Has nudged them from their grassy fields,

They shelter in their pleasant hives.

Their nightly task? To soothe their weary selves.

Now hear them buzz and bumble in

The corners of their chambered cells—

But when they’re gathered in their little rooms

Their din at last subsides. Sweet silence falls,

And in the inky night, a welcome sleep

Once more invades their tired limbs.

 

Then when the clouds expand with rain,

They know it’s best to shelter in their hives.

When East winds come,

They shun the fickle skies

And settle, safe inside their city walls.

There they harvest water from the raindrops

And dart and zoom about, lifting

Great pebbles with their tiny wings.

Just as unsteady skiffs can haul

Their ballast in the tossing waves—

Just so, the bees will use these rocks

To right themselves and pass, unhindered, in the air.

 

You’ll marvel at the customs of these bees.

They do not lose themselves in sexual delights—

Our Venus is unknown to them—

Nor do they bear their young in pain—instead

The females find their little ones

Amidst the leaves and fragrant herbs,

And once their darling’s found, they pause

And clasp it softly in their gentle mouths.

 

They toil for Queen and country—they’ll

Raze their palaces, crush the waxen realms

Of bygone days, and build

A new foundation—all for Queen—before they die.

On stubborn rocks they beat their flimsy wings,

Eroding them till little’s left,

Then sacrifice their very lives to birth

Fresh multitudes of bees.

 

Great is their reverence for flowers—

For they glory in creation—

They spawn the flow of amber drops

We humans love to drink.

And although their days are numbered

(They see a seventh summer and no more)

They exalt all prior generations.

The grandfathers of grandfathers maintain

A holy space inside their homes.

 

In all the world—not Egypt, nor great Lydia,

Nor in the distant tribes of yonder Parthia,

Nor in that race of Medes that settled by

The far Hydaspes waterway—

No people pay such deference to their Queen.

As long as she is safe, the hive’s a joyous place,

But when she’s lost, their faith is lost,

And they destroy themselves, their stores

Of honey, and their frames of honeycomb.

The Queen’s their great protectress now.

To her they kneel. Their noisy buzz

Becomes a sort of friendly home.

There the bees unite to forge a phalanx—

They form a mass that lifts her in the air.
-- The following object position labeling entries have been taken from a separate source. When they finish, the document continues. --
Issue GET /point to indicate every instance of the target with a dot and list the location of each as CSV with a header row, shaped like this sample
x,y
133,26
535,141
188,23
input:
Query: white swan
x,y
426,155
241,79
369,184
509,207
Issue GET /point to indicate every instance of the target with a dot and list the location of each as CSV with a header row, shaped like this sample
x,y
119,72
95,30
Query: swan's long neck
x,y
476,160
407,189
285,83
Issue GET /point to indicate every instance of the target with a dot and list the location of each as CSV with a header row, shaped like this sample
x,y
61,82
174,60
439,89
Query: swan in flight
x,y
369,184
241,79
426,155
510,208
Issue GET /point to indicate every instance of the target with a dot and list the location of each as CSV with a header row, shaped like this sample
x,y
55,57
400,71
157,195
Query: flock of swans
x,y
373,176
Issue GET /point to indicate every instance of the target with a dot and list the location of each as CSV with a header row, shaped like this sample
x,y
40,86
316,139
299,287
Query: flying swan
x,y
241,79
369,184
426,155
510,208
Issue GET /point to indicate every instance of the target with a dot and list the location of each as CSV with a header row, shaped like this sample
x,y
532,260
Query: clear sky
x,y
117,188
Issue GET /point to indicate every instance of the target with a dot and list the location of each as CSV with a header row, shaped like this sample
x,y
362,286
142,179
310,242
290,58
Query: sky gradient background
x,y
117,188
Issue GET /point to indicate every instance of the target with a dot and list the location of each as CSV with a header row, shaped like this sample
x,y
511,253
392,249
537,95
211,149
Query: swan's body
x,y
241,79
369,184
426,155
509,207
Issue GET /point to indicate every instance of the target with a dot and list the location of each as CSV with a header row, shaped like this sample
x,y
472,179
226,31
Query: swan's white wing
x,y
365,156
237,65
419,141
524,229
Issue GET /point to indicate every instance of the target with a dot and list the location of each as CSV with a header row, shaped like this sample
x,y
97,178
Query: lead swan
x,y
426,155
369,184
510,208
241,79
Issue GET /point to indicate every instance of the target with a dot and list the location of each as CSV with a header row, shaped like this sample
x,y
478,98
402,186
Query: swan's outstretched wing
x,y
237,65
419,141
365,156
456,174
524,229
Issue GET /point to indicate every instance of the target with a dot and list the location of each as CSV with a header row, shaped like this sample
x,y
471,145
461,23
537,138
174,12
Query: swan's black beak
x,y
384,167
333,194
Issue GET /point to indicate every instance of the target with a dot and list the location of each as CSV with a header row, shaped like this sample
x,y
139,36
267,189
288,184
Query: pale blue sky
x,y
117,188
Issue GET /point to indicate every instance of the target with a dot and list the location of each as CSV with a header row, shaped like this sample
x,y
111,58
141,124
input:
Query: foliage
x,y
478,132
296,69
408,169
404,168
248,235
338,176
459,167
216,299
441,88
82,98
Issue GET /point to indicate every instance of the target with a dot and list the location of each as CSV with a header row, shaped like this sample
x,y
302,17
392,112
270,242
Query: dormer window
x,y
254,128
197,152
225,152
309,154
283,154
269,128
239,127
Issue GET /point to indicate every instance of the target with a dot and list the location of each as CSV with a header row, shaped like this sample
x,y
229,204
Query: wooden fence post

In war, they sacrifice themselves.

In death, they find the beauty in their wounds.

 

Some who witness their example

Discern divinity in bees,

As God himself breathes life to all

On land, in fields, in seas and sky.

The flocks and herds of every kind

Of beast—yes, even men like us—

Each one of us receives the sacred breath of God.

Then at the end, we are returned to him—

Riven into bits and born anew. Death

Never truly bides among us.

Our souls transcend this earth and find

Their final resting place

In kingdoms where the starry heavens dwell.

 

During quarantine, I’ve spent much of my time outdoors. Outside, surrounded by nature, I’m able to slow down and separate myself from some of the anxiety I’ve lately felt about the general state of the world. In the last few months, this passage from Vergil’s Georgics has been very much on my mind, and I’m especially drawn to Vergil’s efforts to portray bees in human terms. At present, we’re struggling with a world that reflects an almost constant state of crisis—a world where mutual sacrifices are imperative to achieve any sort of common good—and I’m struck by how Vergil endows his little bees with an almost poignant sense of duty. Even though Vergil was, of course, a pre-Christian poet, I see echoes of both Christianity and eastern religion throughout the final stanza. I’ve tried to highlight those perspectives in my translation; I want to convey both the beauty and the universality of Vergil’s language.


Cate Simons is a senior in the College of Arts and Sciences. She is majoring in Classical Studies with a concentration in languages and literature and minoring in Fine Arts.